These changes were not that surprising, City analysts said, considering group chief executive Luis Gallego has been in charge since early September.
In his first public change since taking charge, Spaniard Gallego has forced compatriot Alex Cruz to step down as BA CEO and brought Irishman Sean Doyle over from the group’s Aer Lingus airline to replace him.
After an Irishman, Willie Walsh, was replaced at the helm of IAG, this change at BA may have balanced the proportion of Northern and Southern Europeans in key roles in the boardroom.
Gallego also promoted Fernando Candela, with whom he worked closely with at IAG’s budget carriers Iberia Express and LEVEL, to a group-wide role of chief transformation officer.
The changes are, said analyst Susannah Streeter at Hargreaves Lansdown, a sign of the new boss “flexing his muscles and trying to demonstrate he’ll make the changes necessary to lead a sustained recovery for the airline group”.
While it partly reflects Gallego “styling the group”, analysts at Peel Hunt said a change of management style was needed as BA had faced “a number of airline-specific problems in the last few years, including a pilots strike and IT issues”.
With more than 6,000 BA workers having accepted voluntary redundancy, Cruz received severe criticism after the airline then let another 4,700 staff go in August.
The Commons transport select committee accused BA of making “a calculated attempt to take advantage of the pandemic”, saying the behaviour the airline and its parent company towards its employees was “a national disgrace” and “falls well below the standards we would expect from any employer, especially in light of the scale of taxpayer subsidy, at this time of national crisis”.
Cruz argued that the airline was in a “fight for survival” and was not expecting passengers to return in the same numbers for some time.
Trade union Unite said Cruz’s departure was unsurprising, with assistant general secretary Howard Beckett saying “the handling of industrial relations through this crisis has been unnecessarily confrontational and at times heartless”.
“The harsh reality is that BA’s fire and rehire policy, exposed by Unite, caused untold and unnecessary misery to thousands of loyal employees. These brutal industrial practices has seen the reputation of BA damaged on an international scale.”
The union said it hoped Doyle “will begin a new chapter of constructive relations with staff and unions, repair the reputation of the airline and boost the morale of staff”.

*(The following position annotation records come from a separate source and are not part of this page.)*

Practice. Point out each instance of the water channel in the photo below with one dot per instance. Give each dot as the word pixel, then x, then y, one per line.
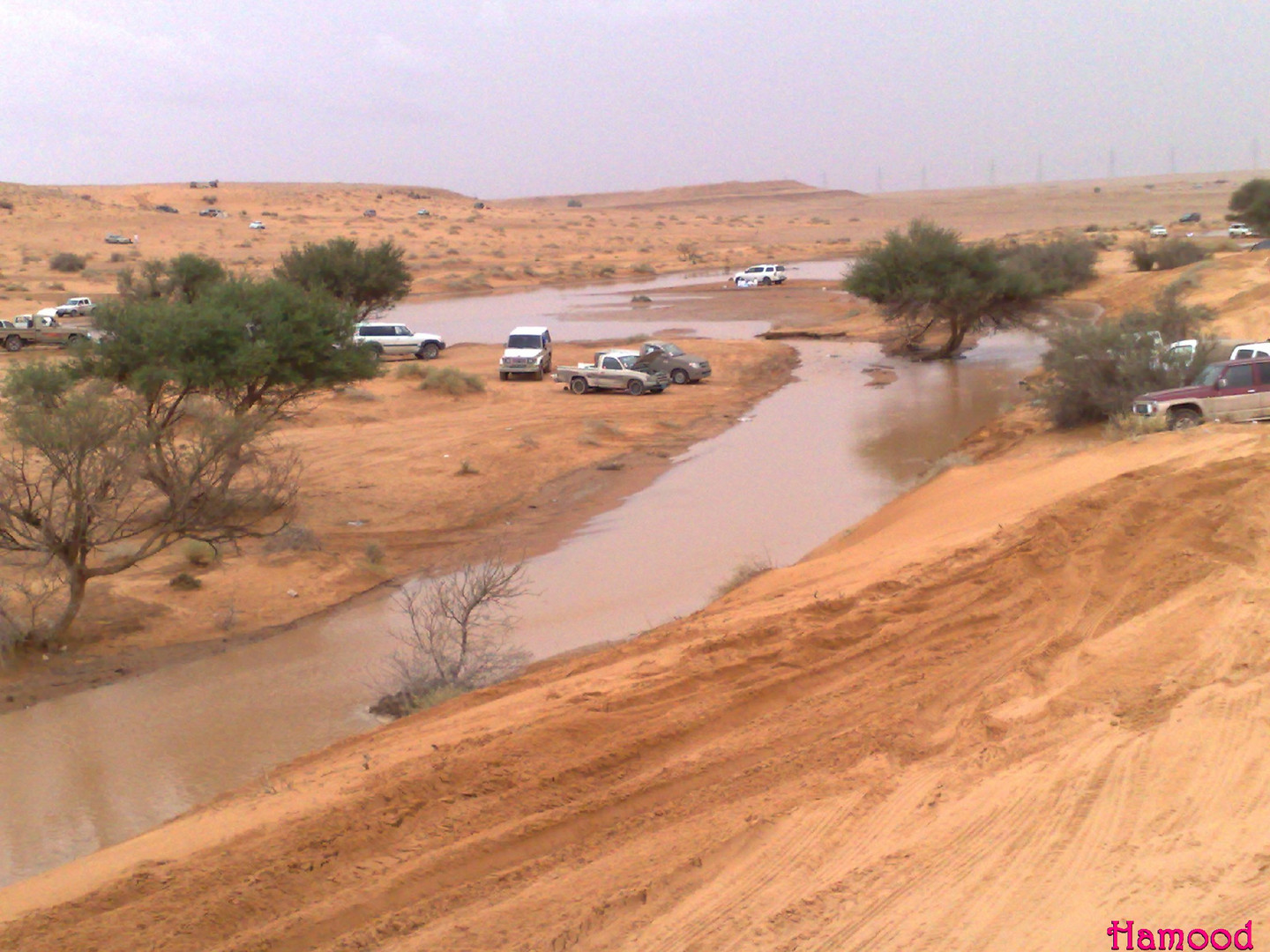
pixel 94 768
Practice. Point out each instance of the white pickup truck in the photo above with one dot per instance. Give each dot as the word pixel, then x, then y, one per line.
pixel 614 369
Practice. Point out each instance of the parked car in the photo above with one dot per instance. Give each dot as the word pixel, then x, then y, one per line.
pixel 761 274
pixel 681 367
pixel 48 331
pixel 1254 348
pixel 398 340
pixel 614 369
pixel 1229 390
pixel 528 352
pixel 75 308
pixel 14 338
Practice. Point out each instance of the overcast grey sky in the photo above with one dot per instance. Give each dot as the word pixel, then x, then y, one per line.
pixel 503 98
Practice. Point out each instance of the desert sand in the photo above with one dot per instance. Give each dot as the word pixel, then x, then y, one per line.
pixel 1021 701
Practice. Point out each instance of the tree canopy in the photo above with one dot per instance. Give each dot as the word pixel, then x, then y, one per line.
pixel 1251 204
pixel 367 279
pixel 158 433
pixel 253 346
pixel 929 277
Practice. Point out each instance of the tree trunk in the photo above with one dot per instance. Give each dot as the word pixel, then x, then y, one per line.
pixel 77 583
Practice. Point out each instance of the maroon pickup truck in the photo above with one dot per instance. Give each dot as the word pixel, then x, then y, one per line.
pixel 1229 390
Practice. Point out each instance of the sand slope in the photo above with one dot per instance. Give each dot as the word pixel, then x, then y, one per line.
pixel 1020 703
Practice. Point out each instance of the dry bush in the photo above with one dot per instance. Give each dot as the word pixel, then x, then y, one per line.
pixel 747 570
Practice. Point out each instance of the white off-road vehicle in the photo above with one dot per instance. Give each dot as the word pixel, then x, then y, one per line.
pixel 528 352
pixel 759 274
pixel 398 340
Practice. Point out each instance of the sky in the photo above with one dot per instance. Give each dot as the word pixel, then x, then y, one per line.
pixel 511 98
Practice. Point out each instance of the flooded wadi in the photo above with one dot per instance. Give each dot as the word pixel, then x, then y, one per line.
pixel 94 768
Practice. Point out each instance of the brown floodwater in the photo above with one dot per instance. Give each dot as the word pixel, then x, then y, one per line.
pixel 89 770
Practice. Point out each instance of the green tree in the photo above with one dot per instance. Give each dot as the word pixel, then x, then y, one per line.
pixel 1251 204
pixel 182 279
pixel 156 435
pixel 367 279
pixel 256 346
pixel 90 485
pixel 927 277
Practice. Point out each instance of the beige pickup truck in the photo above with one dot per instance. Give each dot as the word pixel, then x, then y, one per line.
pixel 614 369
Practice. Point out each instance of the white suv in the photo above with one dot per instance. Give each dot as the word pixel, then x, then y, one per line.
pixel 761 274
pixel 398 340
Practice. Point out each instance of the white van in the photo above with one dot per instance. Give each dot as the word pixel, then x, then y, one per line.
pixel 1256 348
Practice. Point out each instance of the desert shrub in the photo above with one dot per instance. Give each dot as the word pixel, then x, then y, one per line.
pixel 292 539
pixel 1096 369
pixel 68 262
pixel 198 553
pixel 1142 256
pixel 1058 265
pixel 1177 253
pixel 1169 315
pixel 747 570
pixel 451 380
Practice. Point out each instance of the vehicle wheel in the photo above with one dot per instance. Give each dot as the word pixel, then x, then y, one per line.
pixel 1184 418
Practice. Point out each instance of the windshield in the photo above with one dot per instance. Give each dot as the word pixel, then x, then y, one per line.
pixel 1209 376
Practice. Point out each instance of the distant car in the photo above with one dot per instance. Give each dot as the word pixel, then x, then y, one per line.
pixel 761 274
pixel 398 339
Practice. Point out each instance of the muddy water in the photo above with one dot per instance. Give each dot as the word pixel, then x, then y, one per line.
pixel 94 768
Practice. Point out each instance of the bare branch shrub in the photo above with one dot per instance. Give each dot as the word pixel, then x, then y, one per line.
pixel 458 632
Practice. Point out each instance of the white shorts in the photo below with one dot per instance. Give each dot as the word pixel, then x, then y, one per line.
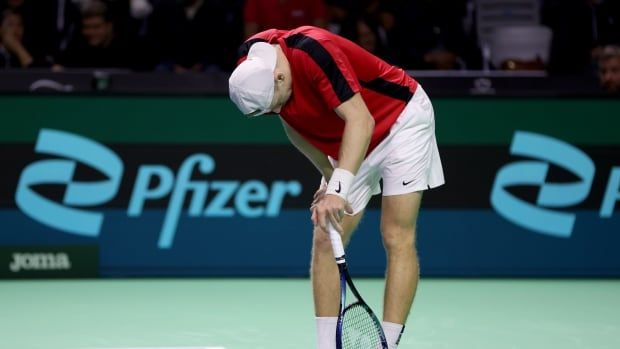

Doyle will certainly have his work cut out to make immediate progress, said Streeter, given that BA is “facing the toughest challenge in its history as demand for international travel has plummeted and quarantine restrictions continue to constrain bookings”.
Doyle worked at BA during most of Walsh’s reign before he was promoted to CEO of Aer Lingus, which had performed well prior to the coronavirus pandemic.
It was interesting, suggested analysts at AJ Bell, that IAG hasn’t appointed someone from outside its group to lead the British airline subsidiary as that really could have introduced radical thinking.
“By promoting an internal candidate in the form of Doyle, IAG has opened the door to new ideas but also kept the safety blanket of someone who already knows the group inside out and is unlikely rock the boat when it comes to business culture,” the AJ Bell analysts added.
“British Airways has historically relied on business travellers for a large part of its revenue and it now faces the prospect of significantly reduced demand from this customer base.
“The fact video conferencing has become second nature to people at work thanks to lockdown means that companies will be taking a hard look at their travel budgets and questioning whether meetings in different cities or countries is worth it.
It was suggested that Doyle will have to take dramatic measures, such as slashing prices, to lure these business travellers back or find a new way to keep its planes full once the coronavirus pandemic abates.